Let me see if I can fix this so we grab the permit before issuing start/resume request for connections concurrency as well.

@Probert

Just to verify that that’s indeed what’s happening. Could you make those 5 requests with flyio-debug:doit header set and share fly-request-id response header for each one of them?

Done!

These are the response headers:
{ name: ‘fly-request-id’, value: ‘01K9ABHX0MGX07K5947P4TSNR8-cdg’ }
{ name: ‘fly-request-id’, value: ‘01K9ABHX0SVEBDCFYYS3K8RYQF-cdg’ }
{ name: ‘fly-request-id’, value: ‘01K9ABHX0RFCV2QF24ZKVXFSYG-cdg’ }
{ name: ‘fly-request-id’, value: ‘01K9ABHX0WTMYZ0DSF6ZBB1JTB-cdg’ }
{ name: ‘fly-request-id’, value: ‘01K9ABHX0P1E1MJ835V98KB5CG-cdg’ }

Edit: Funnily enough it did resume all 5 machines this time, although the requests still seemed to wait for the previous request

Thanks!

Does your app stop listening as soon as it accepts one request and upgrades it to a wesocket connection?
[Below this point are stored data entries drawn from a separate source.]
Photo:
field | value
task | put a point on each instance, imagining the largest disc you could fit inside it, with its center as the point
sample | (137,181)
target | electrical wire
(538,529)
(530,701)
It seems like some of the requests attempt to connect to the same machine (because of that permit problem I described) and only one of them sees the machine as started/resumed (the procedure here is to start the machine and repeatedly attempt to connect to it to check when it’s started):

First request:

2025-11-05 15:53:18.647 gonna do the machine dance
2025-11-05 15:53:19.162 connected to local service/machine
2025-11-05 15:53:19.162 Machine became reachable

Another request trying to start/connect to the same machine:

2025-11-05 15:53:18.647 gonna do the machine dance
2025-11-05 15:53:19.156 Machine hasn't started yet...
2025-11-05 15:53:19.164 Machine hasn't started yet...
...
2025-11-05 15:53:26.481 Machine hasn't started yet...
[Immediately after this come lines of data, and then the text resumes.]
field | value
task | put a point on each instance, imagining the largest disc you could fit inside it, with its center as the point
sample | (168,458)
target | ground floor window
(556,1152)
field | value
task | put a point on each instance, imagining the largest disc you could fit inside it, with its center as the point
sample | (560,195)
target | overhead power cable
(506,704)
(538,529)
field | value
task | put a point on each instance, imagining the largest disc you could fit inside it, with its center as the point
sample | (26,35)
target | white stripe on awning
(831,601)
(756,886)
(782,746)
This probably amplifies the problem, as the proxy doesn’t even reach that piece of code where it tries to acquire the permit. If it was able to connect, it would’ve returned a retryable error much faster and let the edge proxy retry the request on a different machine.

Anyway, I think trying to acquire the permit early on before attempting to start a machine like with requests concurrency should help here. I’ll see what I can do.

Thanks for the super fast help!

For context: in my test the machines simply run a Playwright BrowserServer. It should technically accept many connections apart from the configured concurrency limit.

Hey @Probert

Thanks again for the traces. Those were really helpful at finding the root cause.

I’ve just deployed a potential fix to the servers where your machines are running. Could you please check again to see if it makes things better for you?

Hi @pavel

Works like a charm! All machines are resumed pretty much instantly and all requests are handled simultaneously. For completeness sake I also tested with 10 requests, of which 5 nicely waited for an available machine.

Will this fix be permanent?

1 Like

Yes, absolutely. I’ll roll it out globally a bit later.

Lovely. Thanks a lot, that was quick!